MONTREAL --
THE LATEST ON THIS STORY: Quebec public health 're-evaluating' decision to cancel proms after uproar from students
After Quebec public health authorities told graduating students and parents that proms will not happen this year and graduation ceremonies should be held virtually or in class bubbles, some students and parents are asking why.
"We have waited five years to graduate," said graduating Kuper Academy student Taya Jacobs. "All the rules are being lifted and now the new rules don’t make sense. We are willing to follow certain measures that make sense, but to be told no prom and a graduation with no parents doesn’t make any sense. We should be treated like young adults."
Jacobs said social media is abuzz among her less-than-happy peers who are finishing a year where they logged on to learn online, wore masks, remained in bubbles in classrooms and during lunch when they could be at school, and kept their distance from one another.
"Everyone is pissed off and can’t understand why," she said.
Tanya Mitchell's son is graduating from Kuper along with Jacobs. She was shocked to hear he would not be rewarded after a year where so much was sacrificed due to the COVID-19 pandemic.
"This year is supposed to be the best year of their high school experience," said Mitchell. "They've experienced nothing that they should have. They've had no grad trips, no grad activities, and they haven't been able to experience what it's like to be a true senior in the school."
OPENING EVERYWHERE, WHY NOT FOR GRADS?
Seeing 2,500 Habs fans at the Bell Centre and crowds in Old Montreal after the game, parks full of people, and gatherings throughout the city, along with vaccination rates rising, the parents felt they could have been able to organize a proper, safe event for their kids.
"They've been putting a lot of stuff on hold for a long time," said Emmanuelle Plourde, whose son is graduating. "For me, I feel in the population, it's the age group that has suffered the most, and we cannot even, at the end, let them have a little something for all the effort they have put in."
Quebec director of public health Horacio Arruda said the possibility of having a prom and graduation ceremony with parents was evaluated, and that it wasn't worth the risk.
"A prom is not the same kind of content that we have as in a stadium of 2,500 people and a prom is more difficult to control, classroom-level people get very close. They drink alcohol," he said.
Arruda said that until the population has both vaccinations, proms are high-risk activities, and that students and parents attending a graduation ceremony together could risk further outbreaks.
Plourde Bandu said that there are options such as rapid testing or a health questionnaire for students to fill out, or even a survey to see who has had a first dose.
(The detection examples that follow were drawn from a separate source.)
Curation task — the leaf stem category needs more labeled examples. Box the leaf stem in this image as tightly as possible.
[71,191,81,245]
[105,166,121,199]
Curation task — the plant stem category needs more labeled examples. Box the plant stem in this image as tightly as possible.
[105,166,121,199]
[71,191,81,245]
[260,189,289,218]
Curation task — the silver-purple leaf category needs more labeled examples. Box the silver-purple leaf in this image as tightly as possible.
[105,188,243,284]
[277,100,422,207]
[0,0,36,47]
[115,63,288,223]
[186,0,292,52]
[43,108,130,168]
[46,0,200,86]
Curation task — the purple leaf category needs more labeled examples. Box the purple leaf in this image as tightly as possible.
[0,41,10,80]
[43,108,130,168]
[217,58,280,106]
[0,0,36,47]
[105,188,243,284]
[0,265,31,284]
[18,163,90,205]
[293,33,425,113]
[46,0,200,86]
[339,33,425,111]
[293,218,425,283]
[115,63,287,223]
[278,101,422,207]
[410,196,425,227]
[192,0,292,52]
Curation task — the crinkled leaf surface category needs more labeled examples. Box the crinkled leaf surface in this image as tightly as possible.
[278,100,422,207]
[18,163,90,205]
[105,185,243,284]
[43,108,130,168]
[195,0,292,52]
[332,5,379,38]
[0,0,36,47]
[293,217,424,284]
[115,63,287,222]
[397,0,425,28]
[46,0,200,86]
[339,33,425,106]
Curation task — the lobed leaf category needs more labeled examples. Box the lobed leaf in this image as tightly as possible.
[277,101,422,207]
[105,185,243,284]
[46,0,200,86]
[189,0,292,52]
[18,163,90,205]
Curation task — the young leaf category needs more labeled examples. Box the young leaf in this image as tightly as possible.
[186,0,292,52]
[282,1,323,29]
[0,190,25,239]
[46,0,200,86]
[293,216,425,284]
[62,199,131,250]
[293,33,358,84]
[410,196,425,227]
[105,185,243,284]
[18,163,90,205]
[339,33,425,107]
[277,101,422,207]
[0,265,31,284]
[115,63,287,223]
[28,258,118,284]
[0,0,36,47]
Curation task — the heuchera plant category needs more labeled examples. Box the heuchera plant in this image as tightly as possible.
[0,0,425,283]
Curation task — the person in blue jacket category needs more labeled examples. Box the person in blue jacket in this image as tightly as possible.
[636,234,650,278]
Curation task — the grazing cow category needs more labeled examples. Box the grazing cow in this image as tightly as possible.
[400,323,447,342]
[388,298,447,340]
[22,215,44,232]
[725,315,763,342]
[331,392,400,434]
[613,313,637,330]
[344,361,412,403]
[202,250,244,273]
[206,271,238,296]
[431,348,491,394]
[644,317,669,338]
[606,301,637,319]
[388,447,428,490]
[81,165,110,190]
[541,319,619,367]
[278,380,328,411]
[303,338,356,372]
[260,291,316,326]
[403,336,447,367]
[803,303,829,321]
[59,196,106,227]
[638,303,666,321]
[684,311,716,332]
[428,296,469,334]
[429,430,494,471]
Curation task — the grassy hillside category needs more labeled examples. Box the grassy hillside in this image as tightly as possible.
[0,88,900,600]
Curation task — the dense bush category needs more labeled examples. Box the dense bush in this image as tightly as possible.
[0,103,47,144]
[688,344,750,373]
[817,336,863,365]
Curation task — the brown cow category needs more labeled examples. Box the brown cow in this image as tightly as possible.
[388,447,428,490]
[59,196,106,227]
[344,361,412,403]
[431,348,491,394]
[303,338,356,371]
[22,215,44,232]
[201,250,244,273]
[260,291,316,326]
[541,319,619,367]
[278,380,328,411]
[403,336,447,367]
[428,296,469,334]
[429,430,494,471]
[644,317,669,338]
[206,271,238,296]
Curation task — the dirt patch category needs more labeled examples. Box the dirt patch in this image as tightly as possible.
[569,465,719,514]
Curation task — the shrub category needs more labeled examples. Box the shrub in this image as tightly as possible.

In addition, with Quebec's daily case numbers continuing to drop (208 new cases were reported on Tuesday, down from 1,101 at the beginning of May), the parents feel the risk will not be as great as Arruda says.
That, and their children have proven they can follow the rules.
"They trusted the kids to go back to school, and to stay in their bubbles and to wear a mask, and they did that," said Gayle Clayman, whose daughter is graduating. "Why all of a sudden, we can't trust them?"
Clayman added that with mental health suffering throughout the pandemic, to cancel the events outright is harsh.
"Let's try and make this work," said Clayman. "Why is it just no?"
English Montreal School Board spokesperson Daniel Smajovits said that schools are discussing holding virtual graduations to allow for parent participation.
It is not an option, the parents or students at Kuper will accept.
"I would love for them to be able to experience their graduation, their convocation with all of their peers, not stuck in their bubble class," said Mitchell. "They've been in their bubble class all year long."